One month before the British left India, a delegation of Nagas met Mahatma Gandhi, who said: "The Nagas have every right to be independent. We did not want to live under the domination of British India but I want you to feel India is yours."
He assured them, "if you do not wish to join the Union of India, nobody will force you to do that."
The observation is repeated by nearly all Nagas to point out that they have yet to make up their mind on the relationship with India.
Still it appears that they may not be averse to a formulation that safeguards their identity or, for that matter, their nationality. Many fancy a Federal structure with defense, foreign affairs and one or two more subjects staying with New Delhi. But no apparatus will work if they do not have the feeling of ruling themselves. The Nagas are suspicious of New Delhi. They have reasons to be so because there is hardly any Naga family which has escaped the repression.
Starting in April this year the Armed Forces (Special Powers) Act has been introduced in Nagaland to give the security forces untrammeled powers. In fact, the Nagas' first introduction to free India has been through the security forces, with all their excesses and brutalities.
Only on March 5 this year did a convoy of theirs run amuck and fire indiscriminately, even with mortars, upon the people of Kohima to counter the underground's "firing," which turned out to be a tire burst. Seven people were killed and 16 injured. But for the timely intervention of conscientious Director General of Police Chaman Lal, things would have gone out of hand. There has been so much fear since then that the other day hundreds of people at a football ground in Kohima ran helter-skelter when they heard a balloon burst in their midst.

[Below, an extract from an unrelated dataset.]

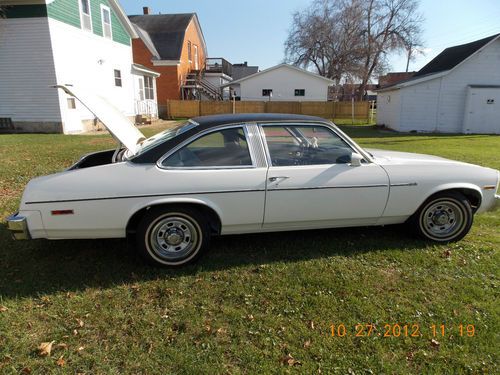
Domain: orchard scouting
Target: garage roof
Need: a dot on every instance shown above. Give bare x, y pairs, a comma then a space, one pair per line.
443, 63
453, 56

In reality, people live in fear -- the fear of the security forces and the fear of the underground. Kohima is a dead city by 5 p.m., the shutters of shops are down and the doors of houses shut. None dares to be on the street after dusk. One reason given for the heavy use of drugs and drinks is that the evenings are too long.

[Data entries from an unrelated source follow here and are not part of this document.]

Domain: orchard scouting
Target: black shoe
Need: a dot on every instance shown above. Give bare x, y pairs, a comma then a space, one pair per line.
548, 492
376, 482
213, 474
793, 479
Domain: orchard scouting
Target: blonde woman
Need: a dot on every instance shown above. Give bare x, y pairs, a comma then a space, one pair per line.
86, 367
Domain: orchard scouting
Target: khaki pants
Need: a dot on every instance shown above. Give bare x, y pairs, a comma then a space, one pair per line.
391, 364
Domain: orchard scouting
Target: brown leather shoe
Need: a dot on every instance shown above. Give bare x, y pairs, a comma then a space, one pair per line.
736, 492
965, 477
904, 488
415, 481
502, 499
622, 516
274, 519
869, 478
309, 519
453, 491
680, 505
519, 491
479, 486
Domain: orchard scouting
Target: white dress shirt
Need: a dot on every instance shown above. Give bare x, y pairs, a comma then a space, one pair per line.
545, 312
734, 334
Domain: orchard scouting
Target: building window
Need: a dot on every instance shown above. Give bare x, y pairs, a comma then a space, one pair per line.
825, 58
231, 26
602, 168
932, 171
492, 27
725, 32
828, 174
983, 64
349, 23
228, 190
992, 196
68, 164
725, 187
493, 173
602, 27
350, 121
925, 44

The Administration does little to oust fear because it helps it keep the people quiet. Many underground Nagas live with ministers, who use them to beat up critics or kill rivals. More underground Nagas die in intertribal warfare than at the hands of the security forces. Ministers' vehicles have been used for carrying black money. One such vehicle, when checked by the police, produced a letter from a minister to say that the Rs. 500,000 belonged to him.
Nearly 80 percent of the money that comes from the center for development goes to the pockets of ministers, officials and their hangers-on. Every head of department gives the underground their "share" before he distributes salaries among the employees. There is hardly a shop or office in Kohima that resists extortion. There has been no progress worth the name. Roads hardly exists; no government school has come up; no professional college nor any hospital. The Nagaland University, in the process of taking shape, reeks with corruption.

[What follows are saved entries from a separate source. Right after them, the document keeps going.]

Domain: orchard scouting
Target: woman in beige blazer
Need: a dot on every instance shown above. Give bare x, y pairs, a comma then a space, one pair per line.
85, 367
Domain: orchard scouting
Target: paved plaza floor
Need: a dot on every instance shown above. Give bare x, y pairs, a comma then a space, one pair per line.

Still the Nagas, 95 percent Christians, remain very religious. Every village has a church and every church a priest. But the preachings have made no dent on corruption or infighting. When I asked a women teacher about the future, she uttered the word, "despair." That probably sums up the feelings of Nagas. They feel despair because they do not know if they would ever get rid of the security forces or the underground. Their despair increases when they realize that the cult of the gun has taken over their land.